My primary objective in writing this piece is not to deride the good work done by those on all sides of this issue.  Instead it’s to show that while looking at international comparisons is valuable, it’s not OK to look on the surface and ignore the many complexities underneath that surface. Worse it’s totally dishonest to take "facts" out of context or tell blatant lies–but there’s no tax on lying.
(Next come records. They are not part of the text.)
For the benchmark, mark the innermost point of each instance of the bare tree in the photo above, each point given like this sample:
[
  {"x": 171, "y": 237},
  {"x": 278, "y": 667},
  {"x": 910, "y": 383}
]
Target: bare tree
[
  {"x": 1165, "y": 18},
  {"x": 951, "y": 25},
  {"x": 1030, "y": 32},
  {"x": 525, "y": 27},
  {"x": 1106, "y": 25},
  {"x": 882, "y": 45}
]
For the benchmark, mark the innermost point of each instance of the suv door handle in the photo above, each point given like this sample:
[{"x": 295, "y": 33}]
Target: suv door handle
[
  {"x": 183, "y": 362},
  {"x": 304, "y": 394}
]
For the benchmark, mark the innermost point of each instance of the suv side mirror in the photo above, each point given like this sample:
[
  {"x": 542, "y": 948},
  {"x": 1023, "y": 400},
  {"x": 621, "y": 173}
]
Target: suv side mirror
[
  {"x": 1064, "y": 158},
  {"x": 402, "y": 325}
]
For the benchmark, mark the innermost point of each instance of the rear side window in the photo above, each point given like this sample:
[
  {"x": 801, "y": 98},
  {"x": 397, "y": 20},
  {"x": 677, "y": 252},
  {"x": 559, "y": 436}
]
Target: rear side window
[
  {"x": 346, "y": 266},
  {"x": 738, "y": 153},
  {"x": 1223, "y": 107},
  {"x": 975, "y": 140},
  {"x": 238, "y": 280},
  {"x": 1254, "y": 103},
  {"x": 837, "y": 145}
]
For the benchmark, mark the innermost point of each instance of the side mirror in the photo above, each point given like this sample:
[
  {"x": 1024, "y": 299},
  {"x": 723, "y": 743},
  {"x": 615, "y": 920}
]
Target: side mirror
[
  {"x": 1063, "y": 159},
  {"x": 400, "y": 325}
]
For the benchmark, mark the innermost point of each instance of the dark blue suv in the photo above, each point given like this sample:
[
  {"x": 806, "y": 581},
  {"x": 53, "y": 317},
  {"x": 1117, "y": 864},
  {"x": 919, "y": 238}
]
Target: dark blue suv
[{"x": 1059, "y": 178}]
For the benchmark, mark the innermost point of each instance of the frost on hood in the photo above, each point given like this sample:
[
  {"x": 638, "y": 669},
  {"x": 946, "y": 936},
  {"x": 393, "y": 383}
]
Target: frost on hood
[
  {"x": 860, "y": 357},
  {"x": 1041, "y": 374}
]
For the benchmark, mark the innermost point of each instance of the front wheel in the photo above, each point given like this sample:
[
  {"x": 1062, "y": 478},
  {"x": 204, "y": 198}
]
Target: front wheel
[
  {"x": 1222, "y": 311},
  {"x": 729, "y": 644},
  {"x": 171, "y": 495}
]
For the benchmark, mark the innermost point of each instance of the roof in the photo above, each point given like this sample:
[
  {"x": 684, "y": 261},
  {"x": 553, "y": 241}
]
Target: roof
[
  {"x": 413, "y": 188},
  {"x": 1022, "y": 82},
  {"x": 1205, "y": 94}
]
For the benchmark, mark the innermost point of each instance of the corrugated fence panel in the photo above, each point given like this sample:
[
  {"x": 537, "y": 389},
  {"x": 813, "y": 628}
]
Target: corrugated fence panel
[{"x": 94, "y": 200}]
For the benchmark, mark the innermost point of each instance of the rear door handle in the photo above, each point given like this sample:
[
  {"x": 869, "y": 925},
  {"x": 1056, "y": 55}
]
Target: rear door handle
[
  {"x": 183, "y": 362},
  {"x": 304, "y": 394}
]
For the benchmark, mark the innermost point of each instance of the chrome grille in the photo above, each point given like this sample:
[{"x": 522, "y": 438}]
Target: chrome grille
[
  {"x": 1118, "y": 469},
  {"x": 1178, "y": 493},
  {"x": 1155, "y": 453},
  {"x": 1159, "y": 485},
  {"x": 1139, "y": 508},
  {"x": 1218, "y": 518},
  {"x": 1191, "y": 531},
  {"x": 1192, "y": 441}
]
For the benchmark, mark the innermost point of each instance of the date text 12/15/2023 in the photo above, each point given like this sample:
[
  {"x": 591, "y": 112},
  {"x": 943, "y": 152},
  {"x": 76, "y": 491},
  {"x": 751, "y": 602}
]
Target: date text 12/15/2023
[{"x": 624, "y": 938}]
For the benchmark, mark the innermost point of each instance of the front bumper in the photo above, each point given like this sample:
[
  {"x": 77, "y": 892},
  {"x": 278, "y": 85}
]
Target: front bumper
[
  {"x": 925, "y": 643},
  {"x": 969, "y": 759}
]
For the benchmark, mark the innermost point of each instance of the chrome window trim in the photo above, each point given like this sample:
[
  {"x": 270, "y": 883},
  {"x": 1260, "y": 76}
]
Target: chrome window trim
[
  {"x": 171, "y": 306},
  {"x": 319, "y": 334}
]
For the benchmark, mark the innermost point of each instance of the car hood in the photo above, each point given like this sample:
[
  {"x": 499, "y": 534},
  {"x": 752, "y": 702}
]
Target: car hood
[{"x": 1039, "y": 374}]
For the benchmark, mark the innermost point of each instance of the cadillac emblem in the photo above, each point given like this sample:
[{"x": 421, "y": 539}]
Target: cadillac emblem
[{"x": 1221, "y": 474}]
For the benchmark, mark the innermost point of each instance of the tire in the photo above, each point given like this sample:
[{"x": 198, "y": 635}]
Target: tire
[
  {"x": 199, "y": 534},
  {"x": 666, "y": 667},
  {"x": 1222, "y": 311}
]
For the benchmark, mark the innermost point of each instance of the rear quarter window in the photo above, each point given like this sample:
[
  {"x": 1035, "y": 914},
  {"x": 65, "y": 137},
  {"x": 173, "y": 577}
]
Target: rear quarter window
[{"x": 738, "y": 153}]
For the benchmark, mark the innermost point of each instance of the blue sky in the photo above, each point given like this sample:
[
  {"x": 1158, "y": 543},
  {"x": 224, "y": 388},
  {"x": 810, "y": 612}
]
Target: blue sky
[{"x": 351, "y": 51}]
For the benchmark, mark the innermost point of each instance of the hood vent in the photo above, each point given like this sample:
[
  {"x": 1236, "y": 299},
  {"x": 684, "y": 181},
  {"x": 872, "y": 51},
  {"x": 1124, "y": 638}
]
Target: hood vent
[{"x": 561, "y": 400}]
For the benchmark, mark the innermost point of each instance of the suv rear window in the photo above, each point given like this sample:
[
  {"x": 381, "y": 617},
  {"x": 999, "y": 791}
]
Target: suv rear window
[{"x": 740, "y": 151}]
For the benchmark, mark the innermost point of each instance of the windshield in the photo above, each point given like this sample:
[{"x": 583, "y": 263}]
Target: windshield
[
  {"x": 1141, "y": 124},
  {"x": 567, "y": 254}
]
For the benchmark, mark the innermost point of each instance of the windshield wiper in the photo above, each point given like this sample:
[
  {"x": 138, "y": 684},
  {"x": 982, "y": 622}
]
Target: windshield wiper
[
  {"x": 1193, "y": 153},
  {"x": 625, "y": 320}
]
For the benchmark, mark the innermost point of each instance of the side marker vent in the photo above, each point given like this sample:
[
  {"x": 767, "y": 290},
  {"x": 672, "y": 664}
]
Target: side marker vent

Health systems everywhere are under financial strain–always have been and always will be. Canada certainly limits access to high technology and specialists by limiting investment in them upstream. The US does not, but citizens living in Canada are very unlikely to run into severe financial trouble because of their health–not so here.  Meanwhile, poorer Canadians have a roughly comparable experience with their medical system as do other Canadians.  Poor Americans certainly do not enjoy the benefits of their system as much as their richer compatriots. You might also have a sneaking suspicion that as their health system is more popular with Canadians than with their doctors (while the opposite is true in the US) perhaps the Canadian system is actually run in favor of the consumers rather than the producers of health care!

There are certainly cultural differences between Americans and Canadians, as Michael Moore pointed out in Bowling For Columbine. But there are also structural ones that are creations of policy. We are heading into a period of policy discussion again, and inevitably the Canadian system will come up in the conversation. It would be nice if that conversation was based somewhat in reality.

POLICY: Oh Canada, implications for the US, part 1

Medpundit has written an article over at Techcentralstation basically saying that Canadian doctors hate the system there and are leaving for the US.  I’ve responded briefly in the comments there, but am working on a much longer piece that will explain that in general Canadians are happier with their health care system than are Americans, get as good or better care at a much cheaper cost to society in a much more equitable system, and that the few Canadian doctors who are leaving are doing it for the money and to escape that terrible winter.

While you are waiting with bated breath for that intellectual feast, to introduce the notion I’m linking to an email debate between two major players in the health policy wonk world, Steffi Wollhandler and Ken Thorpe. Steffi has argued for a Canadian-style single payer for years. Ken, who was an under-secretary of HHS under Clinton, argues for essentially a redux of Clinton’s plan–which despite much BS talked at the time–was not a single payer plan as they both make clear.

Personally speaking, either one of these reform solutions would be better than what we have now. But in this blog I’m tying to forecast what I think will happen not what I want to happen.  So while you’re pondering the merits of the debate, in considering its relevance you may notice that:

a) this debate is happening in the Newark Ledger-Journal,  not the New York Times. This is not an insult to the fine people of the Ledger-Journal, but it’s scarcely the first source for news and information for most Americans.

b) two left of center, politically-active health care wonks are finding plenty to disagree on, and stress very little the  common ground they share opposing the current system–scarcely the makings of the national consensus that would be required for health care reform. Note that such consensus was not built properly by the Clintons in 1993-4.

c) Health care reform that doesn’t in some way get the doctors, the pharmas, and the insurers to buy-in/be bribed-in is very unlikely to happen–definitely not with a Republican house. So if you are watching for it, you need to see a Democratic President, massive public discontent (which is building but not there yet), and a unified vision of what problems need to be fixed and a "good enough" solution to fix them.  My guess is that the most identifiable "problems" are uninsurance and out of pocket cost control.  Neither administrative costs (Steffi’s bugbear) nor care coordination (Ken’s concern) are likely to get the public’s passion raised enough to get reform underway.